Designing porous metal-organic frameworks to store and deliver large amounts of nitric oxide.

The overall aim of this work is to design and prepare new porous materials that can be used to store and deliver larger quantities of nitric oxide than was previously possible, and then to demonstrate the biological activity of the materials. To do this requires that the following milestones be reached

1. The synthesis of the metal-organic frameworks containing suitable functionality for nitric oxide storage
2. Quantification of the storage and release properties of the NO-loaded materials
3. Full characterisation of the materials
4. Determination of the relative potency and duration of action of different materials in human platelets, inflammatory cells and arteries
5. Determination of the therapeutic potential of lead compounds in suitable in vitro and in vivo models

Nitric oxide (NO) is an amazing Jekyll and Hyde compound. We go to great lengths to remove NO from the exhaust gases of automobiles as it is a harmful pollutant. However, NO is also extremely important in mammalian biology. It is implicated in many processes in the body including vasodilation, the prevention of platelet aggregation and thrombus formation, neurotransmission and wound repair. There are tremendous possibilities for the use of NO in prophylactic and therapeutic processes, including potential applications in anti-thrombogenic medical devices, improved dressings for wounds and ulcers and the treatment of fungal and bacterial infections (amongst many many others). It is predicted that the global market for treatments that involve NO will rise to ~US$100 bn by 2010.

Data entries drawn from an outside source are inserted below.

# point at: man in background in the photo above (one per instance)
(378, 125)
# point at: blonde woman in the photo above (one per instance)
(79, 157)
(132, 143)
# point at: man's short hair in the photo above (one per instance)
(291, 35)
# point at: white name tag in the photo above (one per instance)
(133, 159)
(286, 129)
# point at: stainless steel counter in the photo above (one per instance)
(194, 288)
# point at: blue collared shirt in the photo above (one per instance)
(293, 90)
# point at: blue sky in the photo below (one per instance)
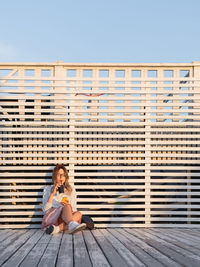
(124, 31)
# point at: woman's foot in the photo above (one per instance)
(75, 227)
(52, 230)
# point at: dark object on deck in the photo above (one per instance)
(88, 220)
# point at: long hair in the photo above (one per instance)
(66, 183)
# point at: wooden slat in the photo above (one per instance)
(132, 152)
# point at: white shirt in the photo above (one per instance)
(57, 198)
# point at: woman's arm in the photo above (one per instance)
(73, 199)
(48, 195)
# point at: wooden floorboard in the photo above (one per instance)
(120, 247)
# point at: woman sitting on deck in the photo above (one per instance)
(59, 205)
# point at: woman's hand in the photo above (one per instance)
(65, 201)
(55, 188)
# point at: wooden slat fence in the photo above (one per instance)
(129, 135)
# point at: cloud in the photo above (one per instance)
(7, 52)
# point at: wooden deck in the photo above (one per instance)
(101, 247)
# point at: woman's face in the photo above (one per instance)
(60, 178)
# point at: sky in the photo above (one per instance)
(100, 31)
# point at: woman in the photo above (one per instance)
(60, 207)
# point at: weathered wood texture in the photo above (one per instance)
(129, 135)
(101, 247)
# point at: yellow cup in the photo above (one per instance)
(64, 199)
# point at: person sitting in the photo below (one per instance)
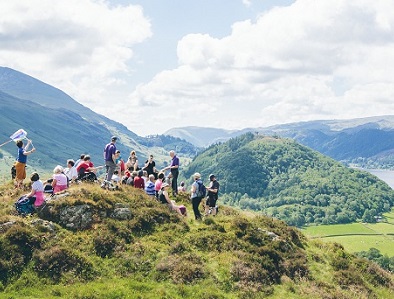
(159, 183)
(139, 181)
(115, 177)
(180, 209)
(71, 171)
(60, 180)
(86, 170)
(163, 194)
(150, 186)
(132, 162)
(165, 199)
(120, 164)
(37, 190)
(150, 166)
(182, 188)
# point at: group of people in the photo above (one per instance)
(148, 178)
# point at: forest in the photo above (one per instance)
(291, 182)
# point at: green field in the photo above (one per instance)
(358, 236)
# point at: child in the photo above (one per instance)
(37, 190)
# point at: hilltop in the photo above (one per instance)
(122, 244)
(292, 182)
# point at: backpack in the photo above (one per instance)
(202, 190)
(24, 205)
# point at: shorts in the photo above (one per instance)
(211, 202)
(20, 170)
(182, 208)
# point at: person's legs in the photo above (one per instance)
(196, 202)
(174, 184)
(111, 166)
(20, 174)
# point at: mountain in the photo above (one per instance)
(367, 141)
(61, 128)
(283, 178)
(203, 137)
(94, 243)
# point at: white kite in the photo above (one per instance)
(18, 135)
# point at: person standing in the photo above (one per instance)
(110, 158)
(196, 198)
(37, 190)
(213, 189)
(21, 161)
(71, 171)
(132, 162)
(174, 168)
(59, 180)
(150, 165)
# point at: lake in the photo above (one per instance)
(384, 175)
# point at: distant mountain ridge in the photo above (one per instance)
(351, 140)
(290, 181)
(62, 128)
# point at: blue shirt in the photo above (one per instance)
(109, 150)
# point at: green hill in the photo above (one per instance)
(122, 244)
(61, 128)
(291, 182)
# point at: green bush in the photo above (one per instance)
(105, 243)
(56, 261)
(181, 269)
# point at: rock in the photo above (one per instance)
(44, 225)
(5, 226)
(76, 217)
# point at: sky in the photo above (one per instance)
(154, 65)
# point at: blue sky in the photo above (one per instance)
(154, 65)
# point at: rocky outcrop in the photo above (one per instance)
(121, 212)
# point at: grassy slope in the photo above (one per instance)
(157, 254)
(358, 236)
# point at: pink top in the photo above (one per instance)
(40, 198)
(61, 182)
(158, 185)
(38, 188)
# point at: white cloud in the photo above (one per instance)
(311, 60)
(80, 46)
(314, 59)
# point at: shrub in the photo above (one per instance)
(12, 261)
(104, 243)
(240, 226)
(56, 261)
(181, 269)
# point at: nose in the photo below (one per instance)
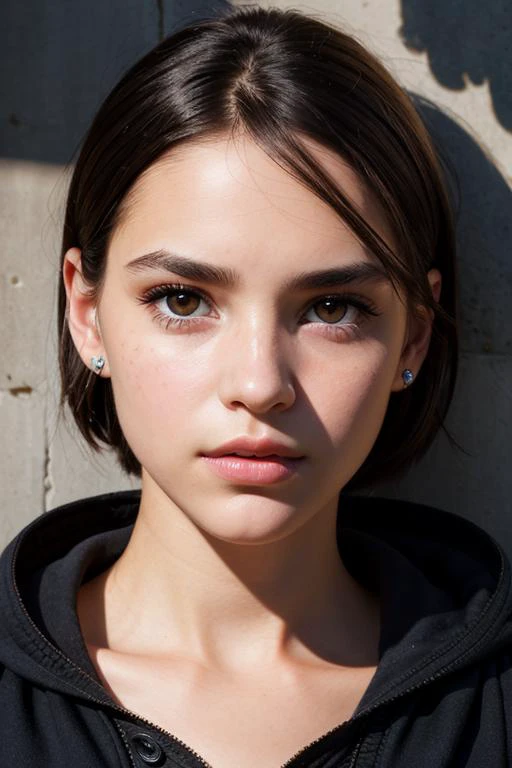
(256, 374)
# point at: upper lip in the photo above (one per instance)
(250, 447)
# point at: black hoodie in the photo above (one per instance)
(441, 696)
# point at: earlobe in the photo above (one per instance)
(81, 314)
(418, 339)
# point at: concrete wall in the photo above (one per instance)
(59, 59)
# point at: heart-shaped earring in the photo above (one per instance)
(97, 363)
(408, 377)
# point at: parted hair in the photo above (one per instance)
(280, 77)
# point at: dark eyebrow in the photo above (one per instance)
(337, 276)
(228, 278)
(188, 268)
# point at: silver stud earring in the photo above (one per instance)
(97, 364)
(408, 377)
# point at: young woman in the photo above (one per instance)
(257, 312)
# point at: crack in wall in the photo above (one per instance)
(47, 477)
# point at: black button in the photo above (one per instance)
(148, 749)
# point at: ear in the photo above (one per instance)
(419, 331)
(82, 312)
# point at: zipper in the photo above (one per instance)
(174, 739)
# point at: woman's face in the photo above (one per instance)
(237, 305)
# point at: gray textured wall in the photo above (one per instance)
(60, 58)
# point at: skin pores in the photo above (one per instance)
(255, 358)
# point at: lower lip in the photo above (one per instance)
(271, 469)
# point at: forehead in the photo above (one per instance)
(223, 197)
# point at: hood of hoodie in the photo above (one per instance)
(444, 586)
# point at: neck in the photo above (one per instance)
(199, 595)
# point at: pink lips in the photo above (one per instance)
(263, 461)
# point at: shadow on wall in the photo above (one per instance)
(60, 59)
(483, 201)
(475, 482)
(465, 39)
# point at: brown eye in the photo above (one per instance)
(183, 302)
(330, 310)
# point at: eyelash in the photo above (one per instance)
(364, 307)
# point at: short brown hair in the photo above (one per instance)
(279, 76)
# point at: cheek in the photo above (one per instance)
(156, 393)
(352, 400)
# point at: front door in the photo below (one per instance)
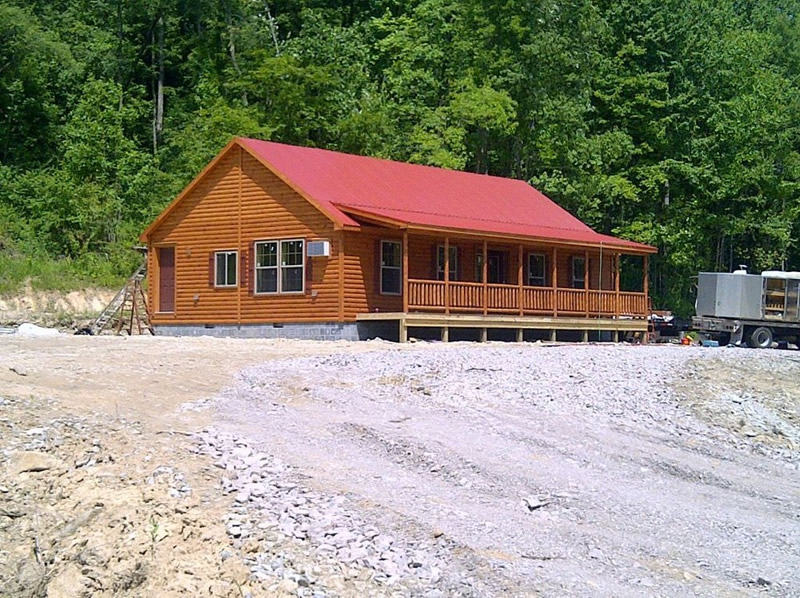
(166, 279)
(497, 266)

Unfortunately, because of its gaseous nature, it is difficult to deliver NO in controlled amounts to areas of specific need. There is a great need to design materials that can store and release large amounts of NO, which can then be used in medical applications. In this project we will design new materials based on metal organic frameworks (MOF) with the right chemical characteristics to allow high storage capacity. We will prepare new materials that have two different sites for NO storage (and a mixture of both) and we will thoroughly characterise the materials to find their structure and their NO release properties. We will then test the materials to show their biological activity. The biological testing will involve three main strands; a study of the pharmacology and mechanism of action of the materials in human platelets and monocytes, an in vitro assessment of platelet and monocyte adhesion and an in vivo assessment of anti-clotting effects of the materials.

The work in the above grant, led by Professor Rossi, stems from a highly successful collaboration between Professor Ian Megson (then at the University of Edinburgh and now Professor of Diabetes and Cardiovascular Science at the University of the Highlands and Islands) and Professor Russell Morris (Professor of Chemistry from the University of St Andrews). The project funded Sarah Fox a first class honours Pharmacology student from the University of Edinburgh.

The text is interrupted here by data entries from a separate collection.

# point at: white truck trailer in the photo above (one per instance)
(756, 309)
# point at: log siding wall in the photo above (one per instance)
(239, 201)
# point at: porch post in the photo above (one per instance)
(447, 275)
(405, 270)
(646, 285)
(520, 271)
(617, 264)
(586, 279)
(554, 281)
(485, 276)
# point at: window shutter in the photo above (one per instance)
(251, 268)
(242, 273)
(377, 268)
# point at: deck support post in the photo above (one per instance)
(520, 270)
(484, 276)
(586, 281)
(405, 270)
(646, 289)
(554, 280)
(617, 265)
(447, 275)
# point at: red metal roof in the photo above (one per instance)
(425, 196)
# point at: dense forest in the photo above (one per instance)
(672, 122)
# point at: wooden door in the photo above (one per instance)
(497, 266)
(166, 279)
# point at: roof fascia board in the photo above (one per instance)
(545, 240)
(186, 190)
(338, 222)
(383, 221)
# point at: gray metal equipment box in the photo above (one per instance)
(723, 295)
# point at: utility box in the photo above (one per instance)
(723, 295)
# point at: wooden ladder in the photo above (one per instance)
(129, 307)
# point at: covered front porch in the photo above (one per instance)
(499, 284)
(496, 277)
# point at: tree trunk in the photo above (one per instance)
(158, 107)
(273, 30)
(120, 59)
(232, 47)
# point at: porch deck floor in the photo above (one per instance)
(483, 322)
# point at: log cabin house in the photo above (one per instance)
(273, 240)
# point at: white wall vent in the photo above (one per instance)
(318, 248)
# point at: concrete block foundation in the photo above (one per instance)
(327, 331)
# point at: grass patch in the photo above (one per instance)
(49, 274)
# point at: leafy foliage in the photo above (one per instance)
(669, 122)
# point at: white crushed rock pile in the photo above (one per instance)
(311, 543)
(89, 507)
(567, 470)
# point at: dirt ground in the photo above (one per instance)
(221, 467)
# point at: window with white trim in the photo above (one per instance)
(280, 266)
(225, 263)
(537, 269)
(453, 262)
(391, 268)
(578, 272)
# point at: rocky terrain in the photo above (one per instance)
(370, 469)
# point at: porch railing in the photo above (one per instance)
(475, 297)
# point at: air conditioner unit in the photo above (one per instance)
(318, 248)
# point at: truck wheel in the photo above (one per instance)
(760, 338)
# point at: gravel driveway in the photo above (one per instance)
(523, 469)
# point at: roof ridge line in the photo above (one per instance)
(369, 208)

We discovered that transition metal-exchanged zeolite-A adsorbs and stores nitric oxide in relatively high capacity (up to 1 mmol of NO/g of zeolite). The stored NO is released on contact with an aqueous environment under biologically relevant conditions of temperature and pH. The release of the NO can be tuned by altering the chemical composition of the zeolite, by controlling the amount of water contacting the zeolite, and by blending the zeolite with different polymers. The high capacity of zeolite for NO makes it extremely attractive for use in biological and medical applications, and our experiments indicate that the NO released from Co-exchanged zeolite-A inhibits platelet aggregation and adhesion of human platelets in vitro. Furthermore, gas adsorption experiments were carried out on a copper benzene tricarboxylate metal-organic framework material, HKUST-1. Detailed chemical analysis was performed on HKUST-1 and chemiluminescence and platelet aggregometry experiments indicate that the amount of NO recovered on exposure of the resulting complex to water is enough to be biologically active, completely inhibiting platelet aggregation in platelet rich plasma.

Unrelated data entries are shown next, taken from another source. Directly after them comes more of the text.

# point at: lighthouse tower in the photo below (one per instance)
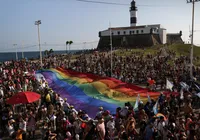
(133, 14)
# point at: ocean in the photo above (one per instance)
(7, 56)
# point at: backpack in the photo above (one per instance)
(48, 98)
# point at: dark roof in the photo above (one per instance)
(131, 41)
(125, 28)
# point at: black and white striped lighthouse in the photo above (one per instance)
(133, 13)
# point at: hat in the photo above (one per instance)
(71, 106)
(101, 108)
(68, 134)
(64, 119)
(12, 121)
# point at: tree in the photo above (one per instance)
(70, 42)
(46, 52)
(67, 42)
(51, 51)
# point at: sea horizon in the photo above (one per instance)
(9, 56)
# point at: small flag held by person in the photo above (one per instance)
(137, 103)
(155, 108)
(169, 85)
(149, 98)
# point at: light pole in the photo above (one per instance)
(192, 37)
(22, 50)
(38, 22)
(111, 50)
(16, 51)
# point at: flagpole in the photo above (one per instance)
(110, 48)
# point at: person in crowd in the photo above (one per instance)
(57, 119)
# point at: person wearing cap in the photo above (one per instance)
(10, 128)
(111, 127)
(65, 106)
(161, 126)
(122, 133)
(101, 131)
(148, 133)
(99, 114)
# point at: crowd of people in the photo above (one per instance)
(52, 118)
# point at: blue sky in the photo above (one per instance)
(80, 22)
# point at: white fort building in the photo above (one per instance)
(137, 35)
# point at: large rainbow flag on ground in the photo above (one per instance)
(88, 91)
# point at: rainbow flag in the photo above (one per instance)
(88, 92)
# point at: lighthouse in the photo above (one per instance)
(133, 13)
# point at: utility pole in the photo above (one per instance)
(22, 50)
(16, 51)
(38, 25)
(111, 65)
(192, 37)
(84, 46)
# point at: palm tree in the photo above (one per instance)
(46, 52)
(51, 51)
(67, 42)
(70, 42)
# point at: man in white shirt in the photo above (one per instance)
(161, 126)
(22, 126)
(111, 126)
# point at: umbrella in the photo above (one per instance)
(161, 115)
(24, 98)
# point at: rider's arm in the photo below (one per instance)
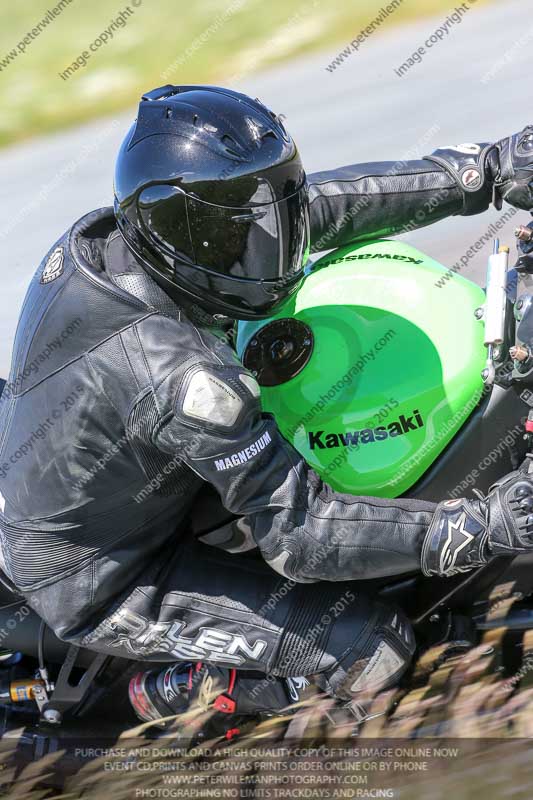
(365, 201)
(212, 420)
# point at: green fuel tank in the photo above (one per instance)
(373, 366)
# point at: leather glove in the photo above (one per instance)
(497, 172)
(510, 165)
(465, 534)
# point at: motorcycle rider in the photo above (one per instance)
(213, 221)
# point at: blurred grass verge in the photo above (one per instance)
(158, 42)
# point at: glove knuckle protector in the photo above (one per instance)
(467, 164)
(510, 506)
(456, 540)
(511, 165)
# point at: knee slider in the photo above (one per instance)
(376, 661)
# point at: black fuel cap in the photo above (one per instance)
(279, 351)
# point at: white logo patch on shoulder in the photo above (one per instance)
(210, 399)
(54, 266)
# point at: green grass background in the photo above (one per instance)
(160, 44)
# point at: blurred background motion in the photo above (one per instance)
(71, 74)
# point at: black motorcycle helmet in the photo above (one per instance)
(212, 199)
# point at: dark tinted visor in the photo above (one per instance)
(261, 242)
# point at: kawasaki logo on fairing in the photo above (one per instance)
(319, 440)
(364, 256)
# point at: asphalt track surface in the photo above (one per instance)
(471, 86)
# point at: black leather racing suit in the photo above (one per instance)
(103, 454)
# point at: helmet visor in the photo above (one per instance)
(267, 242)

Importantly, and as a direct consequence of the funding we showed that NO which is important for the regulation of a number of diverse biological processes, including vascular tone, neurotransmission, inflammatory cell responsiveness could have important implication for defence against invading pathogens and wound healing. Our work had shown that transition metal exchanged zeolites are nanoporous materials with high-capacity storage properties for gases such as NO. We showed that teh NO stores are liberated upon contact with aqueous environments, thereby making them ideal candidates for use in biological and clinical settings. We have demonstrated that the NO release capacity and powerful bactericidal properties of a novel NO-storing Zn(2+)-exchanged zeolite material at a 50 wt.% composition in a polytetrafluoroethylene polymer. Further to our published data showing the anti-thrombotic effects of a similar NO-loaded zeolite, we have demonstrated that the anti-bacterial properties of NO-releasing zeolites against clinically relevant strains of bacteria, namely Gram-negative Pseudomonas aeruginosa and Gram-positive methicillin-sensitive and methicillin-resistant Staphylococcus aureus and Clostridium difficile. Thus our findings highlight the potential of NO-loaded zeolites as biocompatible medical device coatings with anti-infective properties.



The above findings were highlighted in scientific and general press outlets (as described in the linked impact statement).